Using the core SDK (in-process)

Run the governance engine directly in your process — no server required. 
npm install @parmanasystems/core

import crypto from "crypto";
import {
  executeFromSignals,
  verifyAttestation,
  LocalSigner,
  LocalVerifier,
  MemoryReplayStore,
} from "@parmanasystems/core";

async function main() {
  // Generate keys — use stored keys in production
  const { privateKey, publicKey } = crypto.generateKeyPairSync("ed25519", {
    privateKeyEncoding: { type: "pkcs8", format: "pem" },
    publicKeyEncoding:  { type: "spki",  format: "pem" },
  });

  const signer   = new LocalSigner(privateKey);
  const verifier = new LocalVerifier(publicKey);
  const store    = new MemoryReplayStore();  // use RedisReplayStore in production

  const { attestation } = await executeFromSignals(
    {
      executionId:   "txn-20240115-001",
      policyId:      "payment-approval",
      policyVersion: "1.0.0",
      signals: {
        amount:      4500,
        currency:    "USD",
        accountAge:  730,
        fraudScore:  0.02,
      },
    },
    signer,
    verifier,
    undefined,    // runtimeEnvironment — undefined uses default paths
    store         // required — throws [INV-REPLAY-001] if omitted
  );

  console.log(attestation.decision.action);  // "approve"
  console.log(attestation.signature);        // Ed25519 signature

  // Verify
  const result = verifyAttestation(attestation, verifier);
  console.log(result.valid);  // true
}

main().catch(console.error);
MemoryReplayStore loses all state on process restart and does not work across multiple processes.
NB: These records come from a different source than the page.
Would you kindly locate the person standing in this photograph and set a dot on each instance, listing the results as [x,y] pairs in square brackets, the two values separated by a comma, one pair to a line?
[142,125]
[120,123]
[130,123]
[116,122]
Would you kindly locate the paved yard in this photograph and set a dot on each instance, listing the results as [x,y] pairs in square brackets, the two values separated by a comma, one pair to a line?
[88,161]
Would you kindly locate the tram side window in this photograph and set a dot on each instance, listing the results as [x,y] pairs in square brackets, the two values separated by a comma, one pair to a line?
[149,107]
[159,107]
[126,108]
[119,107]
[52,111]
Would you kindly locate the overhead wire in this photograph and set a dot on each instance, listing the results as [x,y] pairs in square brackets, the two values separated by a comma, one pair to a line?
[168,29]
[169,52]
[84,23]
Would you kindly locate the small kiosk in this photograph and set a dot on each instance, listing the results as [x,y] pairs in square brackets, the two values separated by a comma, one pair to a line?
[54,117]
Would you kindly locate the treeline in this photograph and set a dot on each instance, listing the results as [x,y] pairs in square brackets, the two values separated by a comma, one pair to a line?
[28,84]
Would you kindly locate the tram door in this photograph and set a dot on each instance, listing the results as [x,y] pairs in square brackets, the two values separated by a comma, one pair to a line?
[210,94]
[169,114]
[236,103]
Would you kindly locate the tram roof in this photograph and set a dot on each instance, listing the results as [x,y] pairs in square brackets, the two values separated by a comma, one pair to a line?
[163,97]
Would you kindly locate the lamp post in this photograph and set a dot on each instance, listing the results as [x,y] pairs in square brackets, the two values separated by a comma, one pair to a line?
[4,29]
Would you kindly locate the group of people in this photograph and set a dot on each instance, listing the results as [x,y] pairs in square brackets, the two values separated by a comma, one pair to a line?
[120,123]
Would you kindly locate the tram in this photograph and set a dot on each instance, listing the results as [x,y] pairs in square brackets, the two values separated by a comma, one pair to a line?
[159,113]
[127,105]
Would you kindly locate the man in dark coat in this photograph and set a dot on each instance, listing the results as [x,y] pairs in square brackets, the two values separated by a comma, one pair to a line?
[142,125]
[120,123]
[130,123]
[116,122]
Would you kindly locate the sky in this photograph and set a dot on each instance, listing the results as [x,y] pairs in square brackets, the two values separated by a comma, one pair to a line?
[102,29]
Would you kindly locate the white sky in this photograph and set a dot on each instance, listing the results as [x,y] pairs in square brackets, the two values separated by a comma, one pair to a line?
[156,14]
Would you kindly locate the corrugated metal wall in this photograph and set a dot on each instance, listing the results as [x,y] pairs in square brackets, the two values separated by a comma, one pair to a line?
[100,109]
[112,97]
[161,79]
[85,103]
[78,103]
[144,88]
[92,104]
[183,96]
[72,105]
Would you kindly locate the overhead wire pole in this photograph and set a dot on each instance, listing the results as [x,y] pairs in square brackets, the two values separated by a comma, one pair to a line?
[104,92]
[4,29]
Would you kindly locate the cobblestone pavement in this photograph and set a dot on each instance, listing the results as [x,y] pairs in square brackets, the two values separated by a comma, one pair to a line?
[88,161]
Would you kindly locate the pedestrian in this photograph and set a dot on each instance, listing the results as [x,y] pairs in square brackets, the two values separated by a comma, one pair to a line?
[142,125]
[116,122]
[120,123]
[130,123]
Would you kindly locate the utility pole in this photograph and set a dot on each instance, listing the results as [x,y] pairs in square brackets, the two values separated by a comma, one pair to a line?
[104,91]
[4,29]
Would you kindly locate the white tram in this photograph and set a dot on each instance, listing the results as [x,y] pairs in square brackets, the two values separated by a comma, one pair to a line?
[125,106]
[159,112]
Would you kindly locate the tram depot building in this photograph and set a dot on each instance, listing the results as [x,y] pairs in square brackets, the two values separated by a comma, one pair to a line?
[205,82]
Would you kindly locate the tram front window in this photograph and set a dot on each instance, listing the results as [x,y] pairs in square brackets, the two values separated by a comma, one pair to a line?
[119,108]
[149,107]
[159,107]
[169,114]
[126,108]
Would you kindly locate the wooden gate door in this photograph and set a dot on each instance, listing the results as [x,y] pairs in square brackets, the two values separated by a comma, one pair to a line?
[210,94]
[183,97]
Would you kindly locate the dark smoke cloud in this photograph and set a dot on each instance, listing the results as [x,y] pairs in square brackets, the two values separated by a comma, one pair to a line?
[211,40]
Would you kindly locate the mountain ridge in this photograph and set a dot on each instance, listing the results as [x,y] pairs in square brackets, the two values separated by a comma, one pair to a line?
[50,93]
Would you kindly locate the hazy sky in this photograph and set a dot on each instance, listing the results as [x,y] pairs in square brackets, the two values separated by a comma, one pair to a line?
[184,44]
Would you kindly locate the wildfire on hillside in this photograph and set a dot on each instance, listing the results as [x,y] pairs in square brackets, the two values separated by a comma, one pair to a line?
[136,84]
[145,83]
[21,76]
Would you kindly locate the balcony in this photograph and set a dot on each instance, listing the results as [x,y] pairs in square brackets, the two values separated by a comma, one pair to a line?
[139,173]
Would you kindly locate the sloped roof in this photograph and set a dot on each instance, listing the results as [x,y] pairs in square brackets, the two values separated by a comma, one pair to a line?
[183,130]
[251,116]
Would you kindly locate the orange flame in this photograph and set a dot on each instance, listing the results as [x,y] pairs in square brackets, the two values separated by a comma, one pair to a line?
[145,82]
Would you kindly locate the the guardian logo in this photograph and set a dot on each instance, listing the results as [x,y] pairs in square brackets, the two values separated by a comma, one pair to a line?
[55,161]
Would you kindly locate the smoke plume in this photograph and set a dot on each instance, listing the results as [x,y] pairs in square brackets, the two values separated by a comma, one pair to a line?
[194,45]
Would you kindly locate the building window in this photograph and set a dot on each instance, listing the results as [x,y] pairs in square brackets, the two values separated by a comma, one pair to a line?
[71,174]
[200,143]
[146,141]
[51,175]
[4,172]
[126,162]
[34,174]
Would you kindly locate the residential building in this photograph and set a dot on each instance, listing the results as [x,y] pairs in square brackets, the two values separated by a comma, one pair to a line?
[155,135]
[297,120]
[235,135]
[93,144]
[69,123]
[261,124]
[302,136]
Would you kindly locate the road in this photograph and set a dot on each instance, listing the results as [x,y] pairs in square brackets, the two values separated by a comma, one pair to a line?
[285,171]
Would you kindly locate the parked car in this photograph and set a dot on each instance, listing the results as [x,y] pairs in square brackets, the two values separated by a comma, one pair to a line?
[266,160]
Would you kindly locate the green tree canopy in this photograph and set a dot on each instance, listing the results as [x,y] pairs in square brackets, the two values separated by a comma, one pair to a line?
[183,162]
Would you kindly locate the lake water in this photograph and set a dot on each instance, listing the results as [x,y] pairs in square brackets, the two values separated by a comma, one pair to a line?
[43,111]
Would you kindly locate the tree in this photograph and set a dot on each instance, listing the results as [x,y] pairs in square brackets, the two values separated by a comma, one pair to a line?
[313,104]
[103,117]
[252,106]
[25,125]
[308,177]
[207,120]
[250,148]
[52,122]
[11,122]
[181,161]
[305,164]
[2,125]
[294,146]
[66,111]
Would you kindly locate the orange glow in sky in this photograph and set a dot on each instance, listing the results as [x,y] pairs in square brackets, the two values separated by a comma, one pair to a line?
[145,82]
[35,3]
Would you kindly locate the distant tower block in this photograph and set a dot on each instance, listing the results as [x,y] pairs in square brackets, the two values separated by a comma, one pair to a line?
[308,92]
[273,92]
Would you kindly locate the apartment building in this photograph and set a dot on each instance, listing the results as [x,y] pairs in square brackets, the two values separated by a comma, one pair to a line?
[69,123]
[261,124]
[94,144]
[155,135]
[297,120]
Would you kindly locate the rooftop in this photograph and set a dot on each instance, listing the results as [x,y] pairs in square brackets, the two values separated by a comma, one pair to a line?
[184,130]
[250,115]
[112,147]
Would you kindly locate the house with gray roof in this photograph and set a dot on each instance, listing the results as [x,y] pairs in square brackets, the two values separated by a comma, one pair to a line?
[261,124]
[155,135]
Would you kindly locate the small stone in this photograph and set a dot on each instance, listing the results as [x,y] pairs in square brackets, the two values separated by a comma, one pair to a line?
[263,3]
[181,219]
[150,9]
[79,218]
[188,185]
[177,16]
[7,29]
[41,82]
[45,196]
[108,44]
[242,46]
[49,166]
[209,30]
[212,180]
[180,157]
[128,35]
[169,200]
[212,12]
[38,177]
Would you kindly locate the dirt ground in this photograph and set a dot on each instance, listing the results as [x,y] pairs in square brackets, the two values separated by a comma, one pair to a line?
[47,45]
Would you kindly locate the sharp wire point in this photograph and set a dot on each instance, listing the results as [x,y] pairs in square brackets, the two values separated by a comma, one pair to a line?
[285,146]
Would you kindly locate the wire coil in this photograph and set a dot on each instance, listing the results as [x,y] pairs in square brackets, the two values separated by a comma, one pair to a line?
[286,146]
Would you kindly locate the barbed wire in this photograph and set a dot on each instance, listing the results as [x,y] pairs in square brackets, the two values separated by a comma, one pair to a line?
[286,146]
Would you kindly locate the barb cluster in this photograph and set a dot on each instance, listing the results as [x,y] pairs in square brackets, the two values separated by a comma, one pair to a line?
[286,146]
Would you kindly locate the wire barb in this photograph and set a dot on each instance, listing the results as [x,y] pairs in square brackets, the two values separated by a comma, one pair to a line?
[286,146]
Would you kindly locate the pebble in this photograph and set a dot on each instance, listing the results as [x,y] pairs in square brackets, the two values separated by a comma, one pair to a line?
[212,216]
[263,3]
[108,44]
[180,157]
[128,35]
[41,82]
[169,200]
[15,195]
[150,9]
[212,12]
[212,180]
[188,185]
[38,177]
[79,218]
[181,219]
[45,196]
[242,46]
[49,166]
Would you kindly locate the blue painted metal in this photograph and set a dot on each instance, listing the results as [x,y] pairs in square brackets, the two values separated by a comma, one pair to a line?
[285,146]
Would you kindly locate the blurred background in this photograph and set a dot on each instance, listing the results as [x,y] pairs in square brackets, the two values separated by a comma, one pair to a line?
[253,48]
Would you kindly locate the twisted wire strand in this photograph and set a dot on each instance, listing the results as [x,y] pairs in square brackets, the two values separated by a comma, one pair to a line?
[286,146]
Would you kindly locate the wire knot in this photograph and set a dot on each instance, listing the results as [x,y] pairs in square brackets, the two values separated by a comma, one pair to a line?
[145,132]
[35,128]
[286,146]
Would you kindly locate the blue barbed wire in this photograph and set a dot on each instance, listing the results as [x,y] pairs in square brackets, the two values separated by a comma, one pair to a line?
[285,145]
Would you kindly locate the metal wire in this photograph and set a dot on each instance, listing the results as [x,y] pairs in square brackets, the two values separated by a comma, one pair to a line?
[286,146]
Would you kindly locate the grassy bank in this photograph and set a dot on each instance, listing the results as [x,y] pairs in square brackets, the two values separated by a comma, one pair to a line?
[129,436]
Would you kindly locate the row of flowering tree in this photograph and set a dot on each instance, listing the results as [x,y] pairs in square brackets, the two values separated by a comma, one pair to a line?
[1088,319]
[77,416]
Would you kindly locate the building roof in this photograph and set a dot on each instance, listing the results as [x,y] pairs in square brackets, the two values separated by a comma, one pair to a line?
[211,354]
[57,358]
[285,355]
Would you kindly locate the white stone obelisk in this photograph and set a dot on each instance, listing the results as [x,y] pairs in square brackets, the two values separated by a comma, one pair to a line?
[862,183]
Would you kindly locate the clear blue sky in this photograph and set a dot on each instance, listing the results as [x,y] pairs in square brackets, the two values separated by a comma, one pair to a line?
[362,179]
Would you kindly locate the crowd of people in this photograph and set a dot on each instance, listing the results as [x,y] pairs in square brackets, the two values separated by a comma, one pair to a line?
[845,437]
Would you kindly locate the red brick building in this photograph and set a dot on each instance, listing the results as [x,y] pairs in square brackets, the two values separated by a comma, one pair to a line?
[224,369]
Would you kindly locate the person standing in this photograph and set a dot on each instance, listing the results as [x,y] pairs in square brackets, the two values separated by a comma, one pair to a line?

In production, use RedisReplayStore.

Production replay store

import { RedisReplayStore } from "@parmanasystems/core";

const store = new RedisReplayStore(
  process.env.REDIS_URL!,   // e.g. "redis://localhost:6379"
  {
    reservationTtlSeconds: 300,   // default
    failedTtlSeconds: 30,         // default
  }
);

Client method reference

All methods on ParmanaClient: 
// Runtime
client.health()                     → Promise<HealthResult>
client.runtimeManifest()            → Promise<RuntimeManifestResult>
client.runtimeCapabilities()        → Promise<RuntimeCapabilitiesResult>

// Decisions
client.execute(request)             → Promise<ExecutionAttestation>
client.verify(attestation)          → Promise<VerificationResult>
client.evaluate(request)            → Promise<EvaluateResult>      // dry run — no attestation
client.simulate(request)            → Promise<SimulateResult>      // full pipeline dry run

// Post-execution
client.confirmExecution(request)    → Promise<ExecutionIntegrityProof>

// Audit (sub-namespace)
client.audit.decisions(params?)     → Promise<DecisionRow[]>
client.audit.decision(executionId)  → Promise<DecisionDetail>
client.audit.stats()                → Promise<AuditStats>
client.audit.security(params?)      → Promise<SecurityEventRow[]>
There is no client.override() method. To approve or reject a pending override, call POST /override directly using client._request() or fetch. See Override Workflow.

Error handling

try {
  const attestation = await client.execute({ ... });
} catch (err) {
  if (err instanceof ParmanaApiError) {
    console.error(`HTTP ${err.status}: ${err.message}`);

    if (err.status === 422) {
      // Execution failed — check error message for [INV-*] error code
    } else if (err.status === 429) {
      // Rate limited — back off and retry
    } else if (err.status === 401) {
      // Bad or missing API key
    }
  }
}
See Error Handling for the full error code reference.

Troubleshooting

ParmanaApiError: HTTP 503 — The server’s signer is not configured. Check GET /healthverification should be "ok". ParmanaApiError: HTTP 422 with [INV-013@replay] — The executionId was already used. Use a new, unique ID. Do not retry with the same ID. result.valid is false — Do not proceed with the authorized action. Check result.checks to identify which verification check failed. Network error (not ParmanaApiError) — The server is unreachable. Check that the server is running and baseUrl is correct.